Ha ben c'est gentil ça Max, j'avais justement besoin d'un hérault pour les missions de guilde !
Alors voilà, hop hop hop, envoyez vos PO pour que le groupe 6 de Lee Tchii en bounty hunter puisse se la péter avec son tag commandeur !  ::o: 
Ne me remercie pas Max  ::ninja::

----------


## Zepolak

J'envois 2po aussi !

En fait, faut les envoyer directement à Maxi ?

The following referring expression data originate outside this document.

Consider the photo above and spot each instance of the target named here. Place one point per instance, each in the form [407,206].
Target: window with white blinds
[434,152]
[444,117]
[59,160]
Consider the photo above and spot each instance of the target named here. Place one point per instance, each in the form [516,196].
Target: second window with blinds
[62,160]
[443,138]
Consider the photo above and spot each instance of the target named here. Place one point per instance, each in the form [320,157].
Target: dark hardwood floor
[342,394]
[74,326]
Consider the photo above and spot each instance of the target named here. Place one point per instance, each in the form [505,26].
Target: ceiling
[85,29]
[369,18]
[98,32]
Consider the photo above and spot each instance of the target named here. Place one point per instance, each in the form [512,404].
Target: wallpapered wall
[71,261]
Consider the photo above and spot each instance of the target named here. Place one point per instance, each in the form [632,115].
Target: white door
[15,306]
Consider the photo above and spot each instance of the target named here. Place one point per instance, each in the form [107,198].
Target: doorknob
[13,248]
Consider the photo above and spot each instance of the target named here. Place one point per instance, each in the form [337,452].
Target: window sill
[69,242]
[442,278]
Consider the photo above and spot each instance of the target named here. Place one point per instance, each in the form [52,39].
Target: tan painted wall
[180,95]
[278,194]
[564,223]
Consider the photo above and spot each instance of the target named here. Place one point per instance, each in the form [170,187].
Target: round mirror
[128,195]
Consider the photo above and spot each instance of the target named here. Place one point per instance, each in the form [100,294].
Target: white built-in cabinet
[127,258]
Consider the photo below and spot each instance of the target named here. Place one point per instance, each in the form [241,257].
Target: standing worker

Comme gage, je propose l'obligation de caler 3 "T'as raison en fait, je me suis trompé" sur le forum d'ici 2014  ::ninja::

----------


## Mr Slurp

> Comme gage, je propose l'obligation de caler 3 "T'as raison en fait, je me suis trompé" sur le forum d'ici 2014


Best gage ever  ::wub::

----------


## Myron

Ça va être trop court je pense.  ::trollface:: 
J'envoie un Po quand je me co. ^^

----------


## NayeDjel

je donne 


(en version FR)

----------


## Maximelene

> Comme gage, je propose l'obligation de caler 3 "T'as raison en fait, je me suis trompé" sur le forum d'ici 2014


Han merde, je vais en chier pour celui là  ::sad:: 

Reste 18 semaines en 2013, ça fait un toutes les 6 semaines  ::sad::

----------


## Mordenkainen

Faudrait que tu me donnes ton nom IG, que je t'envoie le fric que je ne reverrai jamais  :;):

----------


## Maximelene

C'est Ulya Stoneseeker en jeu.  :;):

----------


## Maderone

> J'envois 2po aussi !
> 
> En fait, faut les envoyer directement à Maxi ?
> 
> Comme gage, je propose l'obligation de caler 3 "T'as raison en fait, je me suis trompé" sur le forum d'ici 2014


Je vote aussi pour celui là.

----------


## Lee Tchii

Je vote pour le gage de Zepo et j'ai mis 2 po également  ::ninja::

----------


## Odrhann

2 po déjà expédiées. Et puis oui, c'est Zepo qui a raison.

----------


## Maximelene

Comptes fait, j'ai tout ce qu'il faut pour le tome, je l'achèterai ce soir.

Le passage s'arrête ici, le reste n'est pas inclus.